The ex-Governor condemned any forms of brickbats among Nigerians and
advised any Nigerian who is not engaged in any meaningful job to so in
order to curtail nuisance that some persons have seen and taken as a way of
life and living with it. He said that such persons are stabbing Nigeria’s
image by making the country to look like a country of lazy people, which
she is not.
Kalu did not support any fight to crop up between the Lagos State
Government and Ndigbo in that state, but said that every misunderstanding
has to be re-dressed through the due process instead of confrontational
way. He said that the latter has never helped in such a situation. He,
however, said that the country belongs to all Nigerians and, no part of the
country should claim or see itself as hegemonic before others. He decried
any types of imposition, describing it as barbaric and gobbledygook.

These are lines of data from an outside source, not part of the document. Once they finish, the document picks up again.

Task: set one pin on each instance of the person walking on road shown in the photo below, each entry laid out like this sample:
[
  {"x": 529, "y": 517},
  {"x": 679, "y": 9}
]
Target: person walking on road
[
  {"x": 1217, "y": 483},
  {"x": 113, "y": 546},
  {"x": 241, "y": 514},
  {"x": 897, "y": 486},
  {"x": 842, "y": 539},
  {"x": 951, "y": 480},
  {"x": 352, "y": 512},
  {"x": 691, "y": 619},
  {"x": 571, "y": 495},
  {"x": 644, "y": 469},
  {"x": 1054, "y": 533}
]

It was convincing to Kalu that Ndigbo have to unite and be prepaid to scrap
their challenge, whenever such arises. Kalu said that having money alone
cannot win in a war of political extirpation of a people like Ndigbo in
Nigeria. Unity wins.
It’s obvious that begging and always crying were not in the character of
Ndigbo, but these are somewhat happening today, because of the Capitalistic
theory that majority of Nigerians have embraced. So, whenever a section of
Nigeria is attacked, the affected begins to cry foul, because such a people
had erroneously thought that any self-serving purposes were superior to
Communalism. Kalu said that it was the power in Communalism (not
Capitalism) that the forebears, even walked on waters, because they had the
support of people, not the volume of money in their different banks.
Kalu, conversely, called on Governor Fashola to see Ndigbo in his state as
Nigerians, and not as a people of different tribe from his. He admonished
Fashola that it would be inappropriate in the case that there was an
accident, say, involving a person from Igbo and Yoruba, and the Igbo is
deported to his home town for the state government to take care, while the
Yoruba is immediately taken to the hospital, because the person is Yoruba.
He condemned this, should it happen, and ascribed bias and ineffective to
it.
Dr. Orji Uzor Kalu thanked all, who have so far, have expressed their
concern in the deportation imbroglio and were suing for peace and did not
allow it to degenerate to lawlessness before he returned. Nonetheless, Kalu
said that his threat of going to court with Fashola over the deportation
was not just merely, but that he is waiting for the findings of the people
who have implored him not to take further action on the matter following
their vow to handle it and get back to him.